La Cour de cassation étend le préjudice d’anxiété
Par un arrêt du 11 septembre 2019 (n° 17-18311 et alii) la chambre sociale de la Cour de cassation a étendu le préjudice d’anxiété à tout salarié exposé à une substance nocive ou toxique.
La décision d’assemblée plénière du 5 avril 2019 rendue au sujet de l’amiante (n°18-17442) et le commentaire accompagnant l’arrêt nous laissaient présager cette évolution.
Dans ce nouvel arrêt et au visa des articles L. 4121-1 et L. 4121-2 du code du travail, la Cour a posé la règle suivante :
« 5. En application des règles de droit commun régissant l’obligation de sécurité de l’employeur, le salarié qui justifie d’une exposition à une substance nocive ou toxique générant un risque élevé de développer une pathologie grave et d’un préjudice d’anxiété personnellement subi résultant d’une telle exposition, peut agir contre son employeur pour manquement de ce dernier à son obligation de sécurité. »
Pour rejeter la demande de salariés, la cour d’appel avait considéré que le préjudice d’anxiété n’était admissible qu’en cas d’exposition à l’amiante et que les attestations portant sur le caractère défectueux et insuffisant du matériel de protection (points 8 et 9) « ne pouvaient être reliés directement à la situation concrète de chaque salarié demandeur en fonction des différents postes successivement occupés par eux. ».
Elle avait également retenu qu’il était démontré que l’employeur avait pris toutes mesures nécessaires de protection, tant individuelle que collective, et également d’information.
A tort selon les Hauts Magistrats : « En se déterminant ainsi, par des motifs insuffisants à établir que l’employeur démontrait qu’il avait effectivement mis en œuvre les mesures nécessaires pour assurer la sécurité et protéger la santé physique et mentale des travailleurs, telles que prévues aux articles L. 4121-1 et L. 4121-2 du code du travail, la cour d’appel, qui devait rechercher si les conditions de mise en œuvre de la responsabilité de l’employeur telles que définies aux paragraphes 3 et 4 étaient réunies, n’a pas donné de base légale à sa décision. »

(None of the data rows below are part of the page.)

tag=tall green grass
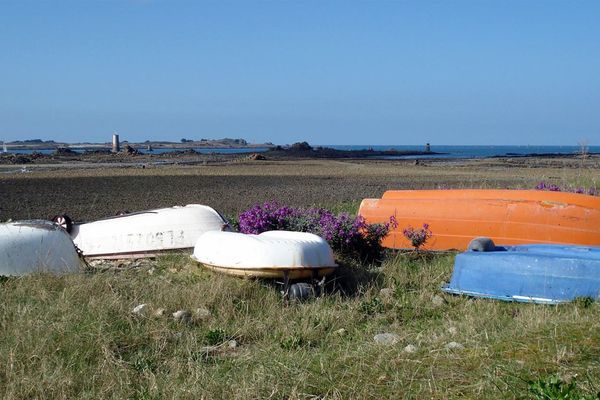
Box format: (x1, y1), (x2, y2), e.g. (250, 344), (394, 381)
(0, 254), (600, 399)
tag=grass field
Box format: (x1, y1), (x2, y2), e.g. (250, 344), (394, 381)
(0, 254), (600, 399)
(0, 162), (600, 399)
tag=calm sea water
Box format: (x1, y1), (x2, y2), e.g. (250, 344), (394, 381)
(0, 145), (600, 159)
(0, 146), (268, 154)
(324, 145), (600, 159)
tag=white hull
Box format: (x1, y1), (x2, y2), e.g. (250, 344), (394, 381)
(0, 220), (81, 276)
(71, 204), (227, 258)
(192, 231), (337, 278)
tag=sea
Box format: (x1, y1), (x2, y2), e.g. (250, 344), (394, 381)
(2, 144), (600, 159)
(323, 144), (600, 159)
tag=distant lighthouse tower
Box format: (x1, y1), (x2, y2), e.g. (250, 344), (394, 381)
(112, 132), (121, 153)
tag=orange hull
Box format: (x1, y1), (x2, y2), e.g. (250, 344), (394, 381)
(358, 189), (600, 250)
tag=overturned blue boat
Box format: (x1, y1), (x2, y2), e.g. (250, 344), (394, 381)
(442, 244), (600, 304)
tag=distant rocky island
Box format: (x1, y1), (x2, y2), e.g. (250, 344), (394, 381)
(4, 138), (274, 150)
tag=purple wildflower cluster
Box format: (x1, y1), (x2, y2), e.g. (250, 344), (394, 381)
(402, 224), (433, 250)
(239, 202), (396, 259)
(535, 181), (600, 196)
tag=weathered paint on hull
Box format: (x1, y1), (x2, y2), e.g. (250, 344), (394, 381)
(0, 220), (81, 276)
(71, 204), (227, 259)
(192, 256), (335, 279)
(359, 189), (600, 250)
(443, 245), (600, 304)
(192, 231), (337, 279)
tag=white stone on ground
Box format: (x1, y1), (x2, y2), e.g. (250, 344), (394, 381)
(445, 342), (465, 350)
(404, 344), (417, 353)
(173, 310), (192, 322)
(373, 333), (400, 346)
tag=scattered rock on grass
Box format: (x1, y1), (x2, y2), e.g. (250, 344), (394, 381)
(373, 333), (400, 346)
(173, 310), (192, 322)
(379, 288), (394, 304)
(445, 342), (465, 350)
(195, 307), (212, 320)
(404, 344), (417, 353)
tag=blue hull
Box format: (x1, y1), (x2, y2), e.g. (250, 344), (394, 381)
(443, 244), (600, 304)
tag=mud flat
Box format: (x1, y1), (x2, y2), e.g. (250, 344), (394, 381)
(0, 155), (600, 221)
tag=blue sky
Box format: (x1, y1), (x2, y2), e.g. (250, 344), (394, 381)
(0, 0), (600, 145)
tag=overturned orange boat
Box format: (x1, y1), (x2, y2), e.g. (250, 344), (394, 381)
(358, 189), (600, 250)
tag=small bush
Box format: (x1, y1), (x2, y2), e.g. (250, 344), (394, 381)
(206, 329), (230, 346)
(402, 224), (433, 251)
(239, 202), (395, 260)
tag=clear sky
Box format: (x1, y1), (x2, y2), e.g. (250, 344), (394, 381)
(0, 0), (600, 145)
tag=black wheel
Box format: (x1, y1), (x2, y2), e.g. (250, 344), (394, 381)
(52, 214), (73, 233)
(467, 237), (496, 251)
(289, 282), (315, 301)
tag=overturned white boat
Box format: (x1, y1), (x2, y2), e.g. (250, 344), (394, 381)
(0, 220), (81, 276)
(192, 231), (337, 279)
(63, 204), (229, 258)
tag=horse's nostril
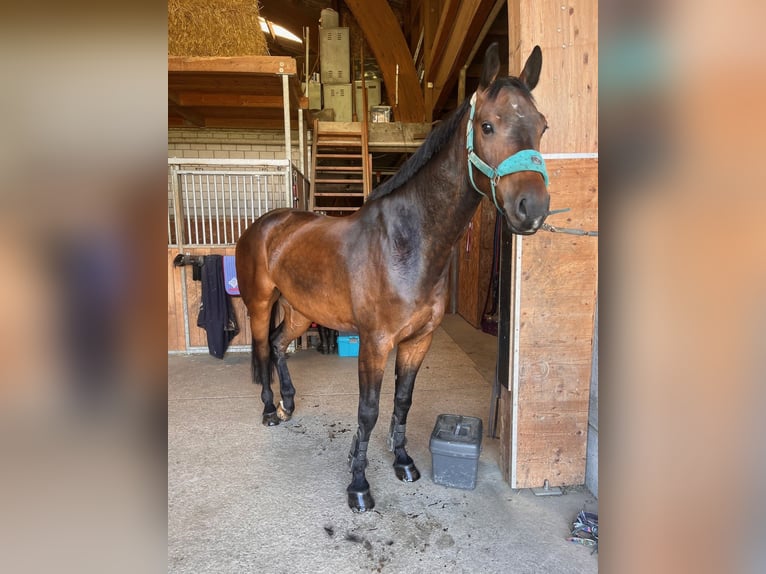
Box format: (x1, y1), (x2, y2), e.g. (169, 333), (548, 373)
(516, 197), (527, 219)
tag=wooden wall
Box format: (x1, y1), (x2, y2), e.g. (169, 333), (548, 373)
(457, 198), (497, 329)
(500, 0), (598, 488)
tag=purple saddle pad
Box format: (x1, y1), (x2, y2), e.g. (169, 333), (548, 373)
(223, 255), (239, 295)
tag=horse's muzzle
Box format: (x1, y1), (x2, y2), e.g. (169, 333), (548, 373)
(505, 187), (550, 235)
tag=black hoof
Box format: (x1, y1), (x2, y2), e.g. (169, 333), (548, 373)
(394, 462), (420, 482)
(276, 401), (295, 424)
(263, 411), (279, 427)
(347, 490), (375, 512)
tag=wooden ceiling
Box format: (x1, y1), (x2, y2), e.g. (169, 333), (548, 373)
(168, 0), (508, 129)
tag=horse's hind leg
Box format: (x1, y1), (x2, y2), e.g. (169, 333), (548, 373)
(248, 296), (279, 426)
(388, 333), (433, 482)
(270, 299), (311, 421)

Néanmoins, pourront être exonérés les employeurs « justifiant avoir pris toutes les mesures prévues par les textes susvisés. »
La difficulté est que ces textes sont remarquablement flous, puisqu’ils visent l’obligation de sécurité et ainsi que les principes généraux de prévention et que personne ne sait, par exemple, si le fait de respecter les prescriptions réglementaires dans l’usage d’un produit suffira, si ce produit s’avère ultérieurement toxique.
Par ailleurs la notion de « substance » permettra –t-elle d’inclure l’exposition à d’autres facteurs de risques comme le ondes, par exemple sonores ou magnétiques ?
La Cour devra préciser son analyse, le risque d’une casuistique infernale n’étant pas écarté.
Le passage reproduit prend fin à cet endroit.